Furthermore, among the strained local actors who are the ones providing humanitarian aid in Syria today are groups that could certainly be affiliated with churches and mosques.
Egeland describes those groups as "amateurs", recommending that they should be “discouraged from going to disaster or conflict zones” and that money instead should be sent to “trained local groups or international agencies supporting them”.
Of course any affiliation of aid providers, whether political or religious, has an impact on assistance but this statement largely neglects the fact that those groups are already on the ground and typically with a good local network and acceptance.
While international aid ‘professionals’ remain confined to border towns, these so-called "amateurs" continue to save lives across Syria.
Additionally, the premise that “international organisations are expensive and foreign and should not stay longer than needed, local aid workers should be the first and last responders”, is also problematic.
The increasing focus on training local actors needs to be put in context of an increasingly dangerous environment that is not allowing international aid organisations to be directly present in many key conflict affected contexts.
MSF is certainly not immune to the difficulties faced by other organisations, and has been vocal and clear as an institution about the limitations it faces in Syria, Somalia and other contexts.
Not placing the discourse about empowering local staff in context of an increasingly violent operational environment, risks hiding the life threatening risks they take to carry out this assistance.
Besides, having international staff on the frontline has never been simply about expertise. Sure, in specialised medical emergencies like Ebola international staff “parachute” into a crisis with the kind of experience and expertise that is not available locally.
However, and especially in conflict zones international staff, unlike their local colleagues, are the ones who are able to negotiate access with all actors without putting their families and friends in danger.
There is no end in sight to the Syrian conflict, and more adapted support for Syrian organisations who are the ones operational on the ground is sorely needed.
Without abandoning accountability, what this involves is an increasing flexibility from donors and aid agencies when it comes to fund dispersal; in fact, Egeland’s Norwegian Refugee Council is one of the few international organisations that are working flexibly with local Syrian actors.
What is more, an alternative must be found to the current subcontracting model with its focus on proposal writing, reporting and evaluation requirements. A genuine collaboration with local Syrian actors should prioritise real-time response to constantly changing needs in a volatile environment.

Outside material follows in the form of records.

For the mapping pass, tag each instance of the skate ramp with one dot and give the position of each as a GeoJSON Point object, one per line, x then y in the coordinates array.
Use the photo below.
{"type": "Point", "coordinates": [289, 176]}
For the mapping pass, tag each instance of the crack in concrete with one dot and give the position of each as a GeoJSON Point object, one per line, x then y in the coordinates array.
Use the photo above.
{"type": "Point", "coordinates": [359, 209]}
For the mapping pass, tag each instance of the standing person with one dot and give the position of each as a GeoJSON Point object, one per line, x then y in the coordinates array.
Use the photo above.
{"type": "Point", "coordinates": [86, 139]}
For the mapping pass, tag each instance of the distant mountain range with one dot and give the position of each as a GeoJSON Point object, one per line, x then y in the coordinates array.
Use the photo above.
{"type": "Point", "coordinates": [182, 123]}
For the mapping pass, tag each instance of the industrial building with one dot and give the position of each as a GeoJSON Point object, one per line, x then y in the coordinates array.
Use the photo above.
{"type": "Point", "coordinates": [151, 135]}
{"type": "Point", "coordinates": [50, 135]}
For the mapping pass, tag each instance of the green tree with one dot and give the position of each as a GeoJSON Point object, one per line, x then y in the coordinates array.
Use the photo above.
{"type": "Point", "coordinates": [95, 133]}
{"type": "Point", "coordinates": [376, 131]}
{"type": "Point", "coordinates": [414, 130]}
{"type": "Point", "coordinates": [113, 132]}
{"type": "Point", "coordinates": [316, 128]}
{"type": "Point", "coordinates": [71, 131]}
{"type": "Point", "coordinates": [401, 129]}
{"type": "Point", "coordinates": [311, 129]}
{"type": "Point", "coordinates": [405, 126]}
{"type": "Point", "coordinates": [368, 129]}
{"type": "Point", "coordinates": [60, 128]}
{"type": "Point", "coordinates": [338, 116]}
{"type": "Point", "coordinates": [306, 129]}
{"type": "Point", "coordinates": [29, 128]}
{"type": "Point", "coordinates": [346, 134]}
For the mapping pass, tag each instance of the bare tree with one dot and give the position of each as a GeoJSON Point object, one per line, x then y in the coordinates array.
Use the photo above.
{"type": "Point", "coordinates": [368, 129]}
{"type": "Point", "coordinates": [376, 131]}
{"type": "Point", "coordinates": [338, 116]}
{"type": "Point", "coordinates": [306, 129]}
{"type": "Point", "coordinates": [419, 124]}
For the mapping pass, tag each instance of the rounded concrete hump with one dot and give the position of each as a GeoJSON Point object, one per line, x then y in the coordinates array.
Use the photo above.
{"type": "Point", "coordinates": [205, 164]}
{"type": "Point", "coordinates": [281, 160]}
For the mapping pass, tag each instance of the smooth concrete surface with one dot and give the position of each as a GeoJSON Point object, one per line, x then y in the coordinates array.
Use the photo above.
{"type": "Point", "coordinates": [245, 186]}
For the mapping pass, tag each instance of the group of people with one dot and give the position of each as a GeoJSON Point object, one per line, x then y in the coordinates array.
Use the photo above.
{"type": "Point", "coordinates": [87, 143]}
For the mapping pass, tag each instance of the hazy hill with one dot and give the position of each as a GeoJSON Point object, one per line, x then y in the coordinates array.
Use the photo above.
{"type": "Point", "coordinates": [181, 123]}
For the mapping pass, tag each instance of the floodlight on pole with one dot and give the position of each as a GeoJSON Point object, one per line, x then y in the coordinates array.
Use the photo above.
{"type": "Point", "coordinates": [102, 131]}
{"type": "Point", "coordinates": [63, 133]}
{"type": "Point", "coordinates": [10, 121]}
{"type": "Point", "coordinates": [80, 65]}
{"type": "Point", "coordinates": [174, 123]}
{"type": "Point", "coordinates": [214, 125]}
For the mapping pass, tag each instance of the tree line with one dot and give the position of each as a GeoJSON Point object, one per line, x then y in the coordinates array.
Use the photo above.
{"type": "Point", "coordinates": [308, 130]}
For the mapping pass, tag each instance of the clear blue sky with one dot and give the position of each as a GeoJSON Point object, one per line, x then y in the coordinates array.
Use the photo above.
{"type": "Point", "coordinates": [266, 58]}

Investing in training to aid responders – for both local and international personnel- is an important initiative. However, there must be loud recognition that in one of the worst humanitarian crises the world has ever witnessed, the “local actors [already] on the frontlines” in Syria don’t really need an academy, they need cash.
Over the past three years, MSF has developed a programme of large-scale support to underground and improvised healthcare facilities in Syria.
More than 100 healthcare structures are supported both in government-held areas and in opposition-controlled zones – all locations where it is not possible for MSF teams to be physically present.
Increasingly the programme is focusing on besieged areas, where little or no international aid reaches the doctors.